Researcher Affiliation Collaboration University of Illinois Urbana-Champaign University of Toronto NVIDIA Princeton University Salesforce Research
Pseudocode No The paper describes methods and processes using mathematical equations and textual explanations, but it does not contain a clearly labeled 'Pseudocode' or 'Algorithm' block.
Open Source Code No To further boost the process reward model research, we will release all the data, code, and checkpoints to the community.

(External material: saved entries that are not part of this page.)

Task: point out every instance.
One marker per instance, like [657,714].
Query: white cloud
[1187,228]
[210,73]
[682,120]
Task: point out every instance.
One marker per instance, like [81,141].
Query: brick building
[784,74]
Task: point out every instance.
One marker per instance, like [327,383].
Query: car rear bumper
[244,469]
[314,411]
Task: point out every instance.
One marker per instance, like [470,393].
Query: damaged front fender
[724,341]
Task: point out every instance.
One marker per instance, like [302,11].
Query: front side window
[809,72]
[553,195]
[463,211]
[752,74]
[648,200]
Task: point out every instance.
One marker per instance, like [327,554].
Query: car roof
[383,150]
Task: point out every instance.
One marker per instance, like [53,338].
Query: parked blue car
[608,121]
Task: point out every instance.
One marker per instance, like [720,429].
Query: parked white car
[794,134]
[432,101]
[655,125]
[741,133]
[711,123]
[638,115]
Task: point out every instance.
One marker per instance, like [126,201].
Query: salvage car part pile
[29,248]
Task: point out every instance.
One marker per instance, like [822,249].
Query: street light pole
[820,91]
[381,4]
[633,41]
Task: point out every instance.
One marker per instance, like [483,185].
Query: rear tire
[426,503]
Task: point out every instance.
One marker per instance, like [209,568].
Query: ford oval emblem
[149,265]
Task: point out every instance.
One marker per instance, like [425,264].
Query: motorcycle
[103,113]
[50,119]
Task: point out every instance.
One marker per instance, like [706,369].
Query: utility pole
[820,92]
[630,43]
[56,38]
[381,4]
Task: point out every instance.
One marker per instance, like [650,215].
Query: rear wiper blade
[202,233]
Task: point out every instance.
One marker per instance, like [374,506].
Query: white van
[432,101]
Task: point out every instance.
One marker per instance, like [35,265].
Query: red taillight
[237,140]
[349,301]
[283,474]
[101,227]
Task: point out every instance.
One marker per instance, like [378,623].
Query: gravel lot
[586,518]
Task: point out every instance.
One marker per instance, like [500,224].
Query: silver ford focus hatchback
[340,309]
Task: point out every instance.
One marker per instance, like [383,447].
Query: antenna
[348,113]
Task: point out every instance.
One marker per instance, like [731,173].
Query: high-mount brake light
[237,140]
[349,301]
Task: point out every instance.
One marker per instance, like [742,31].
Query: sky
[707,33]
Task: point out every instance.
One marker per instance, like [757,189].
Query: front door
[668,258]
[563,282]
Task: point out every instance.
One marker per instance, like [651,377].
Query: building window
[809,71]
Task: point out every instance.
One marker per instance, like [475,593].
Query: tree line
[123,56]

Open Datasets Yes We conduct experiments using two widely adopted mathematical datasets: GSM8K (Cobbe et al., 2021) and MATH (Hendrycks et al., 2021). We incorporated 12,500 novel questions from the Open Math Instruct-2 dataset (Toshniwal et al., 2024a) into our RLHF training data to conduct a blended training. Our process reward data is generated and labeled through an automatic labeling approach with entropy regularization, similar to Math-Shepherd (Wang et al., 2024). We conduct experiments using Mistral-7B (Jiang et al., 2023), fine-tuned on the Meta Math dataset (Yu et al., 2024) which we denote as Mistral-Meta Math-7B, and Deep Seek-math-7B-instruct (Shao et al., 2024).
Dataset Splits Yes We evaluate our reward models using the full test set of GSM8K and the MATH500 dataset introduced by Lightman et al. (2023). all results reported in this paper were evaluated exclusively on the test sets of GSM8K and MATH, never on training data. The Open Math Instruct-2 data was used only for training, never for evaluation.
Hardware Specification Yes The reward models are trained with a global batch size of 64, a learning rate of 1e-6, a maximum sequence length of 512, and a single epoch using four H100 GPUs.
Software Dependencies No The paper mentions several models used (e.g., Mistral-7B, Llama-3.1-8B) but does not provide specific version numbers for ancillary software like programming languages or libraries (e.g., Python, PyTorch versions).
Experiment Setup Yes The reward models are trained with a global batch size of 64, a learning rate of 1e-6, a maximum sequence length of 512, and a single epoch using four H100 GPUs. We perform hyperparameter tuning on the learning rate, exploring values from {5e-6,2e-6,1e-6,5e-7}. During the automatic labeling process, we set η = 2 for Mistral data, and η = 10 for Deep Seek data in our main experiments. We also conduct hyperparameter tuning for η across the values {0.1, 1, 2, 5, 8, 10, 15}.